What’s funny is that I always took a natural approach to raising animals growing up. I loved building mini ecosystems inside a terrarium and only wanted indigenous animals since I could use local sources to create a more natural habitat. Chickens came from jungle fowl and are natural foragers so I’ve included some heavily vegetated areas in their yard, I’ve also located some wild blackberry shoots growing in the yard and have transplanted those into the chicken yard as well.
My goal is to continue to grow my compost system with wood chips/leaves/ and food scraps and one day maybe I can be done purchasing layer feed 😁
So wonderful to read this and we're so thrilled for you to expand what you are doing! YAY!
I'm a self taught architect and country boy engineer from a thousand acre farm/ ranch in NW Oklahoma. Father was senior architect for Ramada Inn. I definitely got the genes.
Picture in your mind a simple, old school manure spreader, on an island surounded by a flowing moat filled with chicken loving plants with strategic mini ponds for high nitrogen accumulation runoff that is planted with with duckweed, catails... etc,. Fenced for easy Pickens by the chicks.
Inside the spreaders are 3 separate areas for "ingredients". Just add the 3 ingredients, blend when required and the chucks can do the mixing.

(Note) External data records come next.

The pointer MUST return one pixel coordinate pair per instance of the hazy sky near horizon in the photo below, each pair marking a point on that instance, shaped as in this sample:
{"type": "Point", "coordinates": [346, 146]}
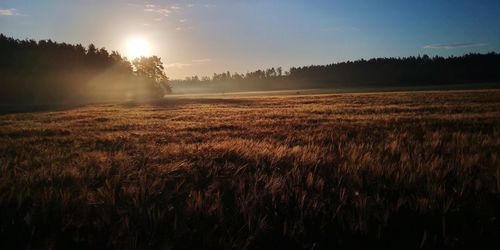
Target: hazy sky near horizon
{"type": "Point", "coordinates": [206, 36]}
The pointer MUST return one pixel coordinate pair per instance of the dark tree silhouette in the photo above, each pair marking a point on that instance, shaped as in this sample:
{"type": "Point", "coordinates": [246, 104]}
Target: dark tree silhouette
{"type": "Point", "coordinates": [47, 72]}
{"type": "Point", "coordinates": [379, 72]}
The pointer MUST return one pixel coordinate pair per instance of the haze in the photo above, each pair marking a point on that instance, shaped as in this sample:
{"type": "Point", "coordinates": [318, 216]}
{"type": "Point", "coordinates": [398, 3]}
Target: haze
{"type": "Point", "coordinates": [203, 37]}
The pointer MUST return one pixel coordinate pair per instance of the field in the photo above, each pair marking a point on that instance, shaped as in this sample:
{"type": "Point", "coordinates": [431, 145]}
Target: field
{"type": "Point", "coordinates": [400, 170]}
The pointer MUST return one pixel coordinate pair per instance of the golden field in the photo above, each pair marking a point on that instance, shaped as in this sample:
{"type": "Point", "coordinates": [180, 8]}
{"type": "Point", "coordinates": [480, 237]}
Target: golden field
{"type": "Point", "coordinates": [399, 170]}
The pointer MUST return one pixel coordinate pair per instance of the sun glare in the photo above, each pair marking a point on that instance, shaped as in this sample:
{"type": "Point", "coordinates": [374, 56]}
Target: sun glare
{"type": "Point", "coordinates": [137, 47]}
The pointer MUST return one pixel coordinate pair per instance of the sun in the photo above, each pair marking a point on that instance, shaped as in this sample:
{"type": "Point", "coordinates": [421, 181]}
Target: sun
{"type": "Point", "coordinates": [137, 47]}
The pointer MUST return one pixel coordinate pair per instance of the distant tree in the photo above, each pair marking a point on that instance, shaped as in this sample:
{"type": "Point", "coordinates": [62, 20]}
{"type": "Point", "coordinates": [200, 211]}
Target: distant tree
{"type": "Point", "coordinates": [152, 68]}
{"type": "Point", "coordinates": [47, 72]}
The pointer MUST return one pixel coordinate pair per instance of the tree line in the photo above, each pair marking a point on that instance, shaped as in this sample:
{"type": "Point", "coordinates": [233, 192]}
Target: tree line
{"type": "Point", "coordinates": [47, 72]}
{"type": "Point", "coordinates": [380, 72]}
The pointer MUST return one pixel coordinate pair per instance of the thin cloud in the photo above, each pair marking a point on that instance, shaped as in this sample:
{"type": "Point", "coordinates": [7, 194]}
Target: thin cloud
{"type": "Point", "coordinates": [185, 65]}
{"type": "Point", "coordinates": [9, 12]}
{"type": "Point", "coordinates": [178, 65]}
{"type": "Point", "coordinates": [160, 11]}
{"type": "Point", "coordinates": [203, 60]}
{"type": "Point", "coordinates": [455, 45]}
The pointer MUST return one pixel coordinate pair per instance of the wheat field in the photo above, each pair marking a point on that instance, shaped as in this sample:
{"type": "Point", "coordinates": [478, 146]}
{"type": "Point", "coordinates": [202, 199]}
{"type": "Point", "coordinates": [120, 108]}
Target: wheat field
{"type": "Point", "coordinates": [399, 170]}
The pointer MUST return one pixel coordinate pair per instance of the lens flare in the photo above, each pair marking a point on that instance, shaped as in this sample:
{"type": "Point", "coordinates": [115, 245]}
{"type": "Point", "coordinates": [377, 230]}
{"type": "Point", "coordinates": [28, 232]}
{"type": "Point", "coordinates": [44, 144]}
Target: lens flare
{"type": "Point", "coordinates": [137, 47]}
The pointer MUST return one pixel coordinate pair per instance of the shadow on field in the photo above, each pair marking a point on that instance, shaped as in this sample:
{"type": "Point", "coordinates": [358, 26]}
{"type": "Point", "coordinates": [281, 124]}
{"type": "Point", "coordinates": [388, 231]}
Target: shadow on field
{"type": "Point", "coordinates": [171, 102]}
{"type": "Point", "coordinates": [13, 109]}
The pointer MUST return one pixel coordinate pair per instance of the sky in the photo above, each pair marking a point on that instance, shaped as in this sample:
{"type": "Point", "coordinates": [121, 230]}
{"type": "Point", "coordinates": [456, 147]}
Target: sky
{"type": "Point", "coordinates": [200, 37]}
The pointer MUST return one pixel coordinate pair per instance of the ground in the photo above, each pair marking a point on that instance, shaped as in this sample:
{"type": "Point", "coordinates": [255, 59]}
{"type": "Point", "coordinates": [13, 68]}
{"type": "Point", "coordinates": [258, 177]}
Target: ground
{"type": "Point", "coordinates": [395, 170]}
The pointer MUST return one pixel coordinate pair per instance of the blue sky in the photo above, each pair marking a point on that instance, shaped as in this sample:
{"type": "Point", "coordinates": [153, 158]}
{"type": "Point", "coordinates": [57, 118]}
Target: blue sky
{"type": "Point", "coordinates": [205, 36]}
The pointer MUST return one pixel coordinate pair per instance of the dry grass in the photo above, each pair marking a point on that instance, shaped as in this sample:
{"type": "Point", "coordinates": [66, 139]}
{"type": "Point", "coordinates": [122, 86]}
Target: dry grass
{"type": "Point", "coordinates": [393, 170]}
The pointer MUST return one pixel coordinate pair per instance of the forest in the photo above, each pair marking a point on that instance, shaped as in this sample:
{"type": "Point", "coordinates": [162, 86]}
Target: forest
{"type": "Point", "coordinates": [380, 72]}
{"type": "Point", "coordinates": [47, 72]}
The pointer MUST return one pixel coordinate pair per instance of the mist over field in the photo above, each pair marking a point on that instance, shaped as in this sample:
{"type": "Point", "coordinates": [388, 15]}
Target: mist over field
{"type": "Point", "coordinates": [216, 124]}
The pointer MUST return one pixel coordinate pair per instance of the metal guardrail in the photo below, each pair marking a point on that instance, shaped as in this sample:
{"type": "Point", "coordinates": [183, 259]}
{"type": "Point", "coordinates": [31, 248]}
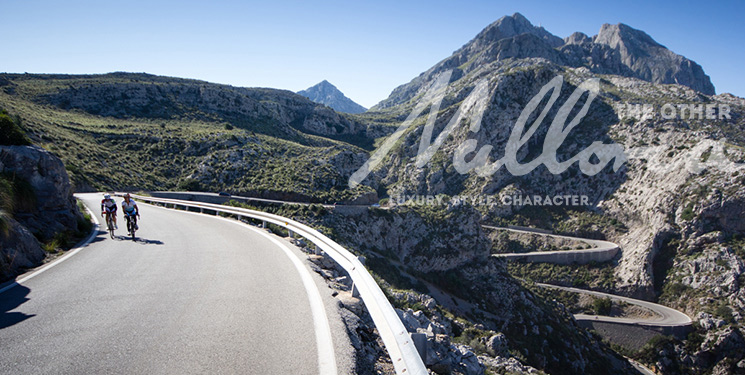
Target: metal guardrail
{"type": "Point", "coordinates": [398, 342]}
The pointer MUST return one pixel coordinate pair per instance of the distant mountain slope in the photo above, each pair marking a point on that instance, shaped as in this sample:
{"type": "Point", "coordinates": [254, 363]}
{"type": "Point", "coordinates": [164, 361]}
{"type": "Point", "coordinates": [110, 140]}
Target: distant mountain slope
{"type": "Point", "coordinates": [139, 131]}
{"type": "Point", "coordinates": [326, 93]}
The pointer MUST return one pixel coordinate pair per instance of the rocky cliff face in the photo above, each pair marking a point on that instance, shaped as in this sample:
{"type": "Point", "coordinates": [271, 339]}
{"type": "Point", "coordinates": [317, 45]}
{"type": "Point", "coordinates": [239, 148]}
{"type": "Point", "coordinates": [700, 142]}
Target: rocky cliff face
{"type": "Point", "coordinates": [327, 94]}
{"type": "Point", "coordinates": [48, 210]}
{"type": "Point", "coordinates": [677, 195]}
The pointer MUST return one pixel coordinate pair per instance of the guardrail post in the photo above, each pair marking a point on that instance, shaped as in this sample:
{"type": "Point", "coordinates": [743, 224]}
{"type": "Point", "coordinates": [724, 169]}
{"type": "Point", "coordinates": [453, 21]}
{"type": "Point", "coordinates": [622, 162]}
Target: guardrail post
{"type": "Point", "coordinates": [420, 342]}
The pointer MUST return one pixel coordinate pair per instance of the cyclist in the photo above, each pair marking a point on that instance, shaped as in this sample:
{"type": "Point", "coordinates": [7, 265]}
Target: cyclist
{"type": "Point", "coordinates": [131, 212]}
{"type": "Point", "coordinates": [108, 207]}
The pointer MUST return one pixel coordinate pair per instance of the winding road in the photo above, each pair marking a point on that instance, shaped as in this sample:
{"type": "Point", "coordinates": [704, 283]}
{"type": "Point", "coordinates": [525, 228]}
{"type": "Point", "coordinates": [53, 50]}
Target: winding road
{"type": "Point", "coordinates": [665, 316]}
{"type": "Point", "coordinates": [192, 295]}
{"type": "Point", "coordinates": [599, 251]}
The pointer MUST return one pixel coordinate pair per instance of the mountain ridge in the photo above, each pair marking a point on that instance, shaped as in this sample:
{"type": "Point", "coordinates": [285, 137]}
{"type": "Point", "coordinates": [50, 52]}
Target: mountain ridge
{"type": "Point", "coordinates": [616, 49]}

Using a towable spreader allows for distribution onto new fields, or closer to other parts of the propertie's planted areas. Since the compost will be automatically delivered to the rear end of the spreader, off loading manually will be much easier and faster than a wheel burrow across a 10 acre perma-garden.
2 spreaders would be ideal. One on the island and one making the rounds and distributing free amendments across even the largest parcel of land. Perfect set up to prep and then move both spreaders into a winter hoophouse to feed the girls all winter. The worm castings juice will flow year round with this portable, elevated adaptation.
Use your imagination to make this better and please share your findings. Or let me know what you think.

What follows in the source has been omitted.